Вдоль створок широкого окна выстроены были особые стеллажи, на которых теснились экземпляры, особенно охочие до дневного света: шипастые кактусы, порой вдруг расцветавшие красными или оранжевыми розетками; светло-зеленые (мать говорила про них «цвета влюбленной жабы») литопсы, комковатые шарики невообразимых форм — то напоминающие уродливо преображенные части человеческого тела, то вообще что-то, непонятно как появившееся в природе. Отдельным строем стояли горшки с фиалками, чьи мохнатые листья и прямолинейные цветки скрывали, вопреки ожиданию и рекламе парфюмерных фирм, тяжелый неприятный запах; орхидеи-башмачки, не имевшие запаха вовсе: капризные, медленнорастущие, с пятнистыми листьями, между которых вдруг, очень редко, появлялся к тайному торжеству садовницы, кончик цветоноса, грозившего через месяц вспухнуть чудовищным бутоном, из которого вылезал исполинский цветок с развратной розовой губой, двумя широкими лепестками и полосатым парусом над ним...

Внутри своего текста Соболев создает совершенную акустическую систему, главная задача которой — многоступенчатый резонанс и такое многоликое эхо, когда любые реалии начинают отбрасывать сразу несколько контекстуальных теней.

Кажется, в нарратологии подобный прием называется «семиотическим тоталитаризмом», если автору удалому удается запустить поле повышенного символического ожидания, позволяющего любой мелочи звучать сразу на нескольких уровнях и в разных контекстах.
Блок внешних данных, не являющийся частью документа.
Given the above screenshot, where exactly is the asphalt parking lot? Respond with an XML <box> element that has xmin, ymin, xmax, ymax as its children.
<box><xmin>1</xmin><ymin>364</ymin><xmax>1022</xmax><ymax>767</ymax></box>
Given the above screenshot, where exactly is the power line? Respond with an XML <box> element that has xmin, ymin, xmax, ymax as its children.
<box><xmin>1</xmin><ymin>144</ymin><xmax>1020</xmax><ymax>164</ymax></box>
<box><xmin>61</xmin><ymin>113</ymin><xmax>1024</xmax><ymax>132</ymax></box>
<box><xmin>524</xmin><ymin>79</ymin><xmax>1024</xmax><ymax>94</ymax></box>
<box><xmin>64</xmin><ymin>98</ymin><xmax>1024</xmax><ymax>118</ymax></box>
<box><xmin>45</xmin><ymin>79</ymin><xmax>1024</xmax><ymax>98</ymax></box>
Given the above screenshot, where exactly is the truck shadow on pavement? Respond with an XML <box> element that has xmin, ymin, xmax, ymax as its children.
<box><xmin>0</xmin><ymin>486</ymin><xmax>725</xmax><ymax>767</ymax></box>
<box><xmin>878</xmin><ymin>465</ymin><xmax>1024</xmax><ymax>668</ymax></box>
Вот автор описывает матушкины растения, а мне уже мерещатся перечисления модернистских приемов, вот начинает описывать пение лесных птиц (или попутчиков Никодима в поезде), а читатель начинает грезить перечнем любимых авторов, зашифрованных в случайных персонажах, вспоминать «мотив железной дороги».

Ну, конечно, раз уж «Идиот» начинается сценами в поезде, идущем с запада на восток, то изощренному филологу, разумеется, логично ближе к концу, мельком вспомнив Толстого, предпочесть Достоевского, усадив главного героя поехать в обратном направлении. Подобные позывы, уже скоро превращающиеся чуть ли не в тик, встречаются на каждой второй странице, увеличивая потенциальный объем книги в несколько раз.
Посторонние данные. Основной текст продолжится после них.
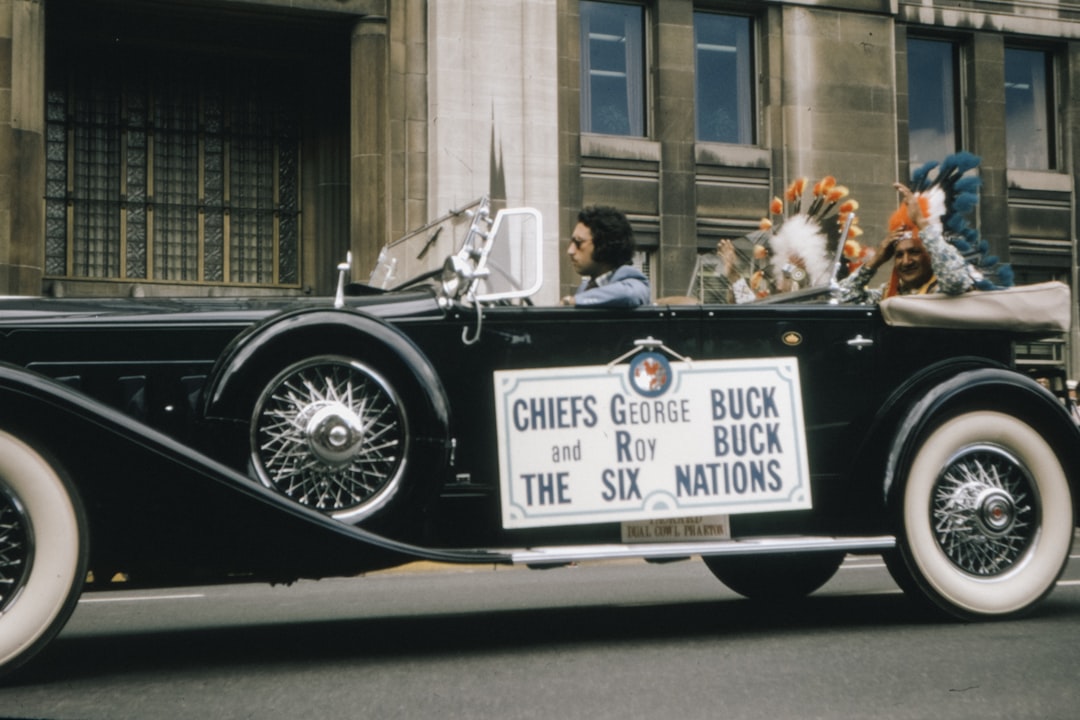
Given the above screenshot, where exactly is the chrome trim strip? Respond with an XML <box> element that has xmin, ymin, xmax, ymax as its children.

Схожим образом устроены классические сюрреалистические романы Жульена Грака («Побережье Сирта») и Дино Буццати («Татарская пустыня») или же самые известные тексты Кафки, в которых постоянно нагнетаемое напряжение лишается логического разрешения.

Русская традиция привыкла объяснять все до последнего винтика (вспомним любовь к эпилогам Тургенева или того же Толстого), тогда как прививка демократичной многомысленности русскому дичку — достижение уже новейшего, постнабоковского интеллектуализма, в котором каждому дается по его потребностям.

Суггестия нагнетается сюда веселящим газом, и вот уже поиски отца-беллетриста (изложение сюжетов из произведений Шарумкина выдает последовательного буквализатора метафор, из-за чего и сами «Грифоны» мирволят подозрениям в метапозиционировании) оборачиваются то ли преследованием литературного идеала, более не осуществимого в жизни, то ли попыткой воскресить дух отцовского завета. При том что литературный театр, разыгрываемый Соболевым, напрочь лишен картона и неповоротливой бутафории: это живой и искрометный поток, экзистенциально важный автору жест, подлинный смысл которого скрывается в отвлекающих маневрах намеренного филологического палимпсеста.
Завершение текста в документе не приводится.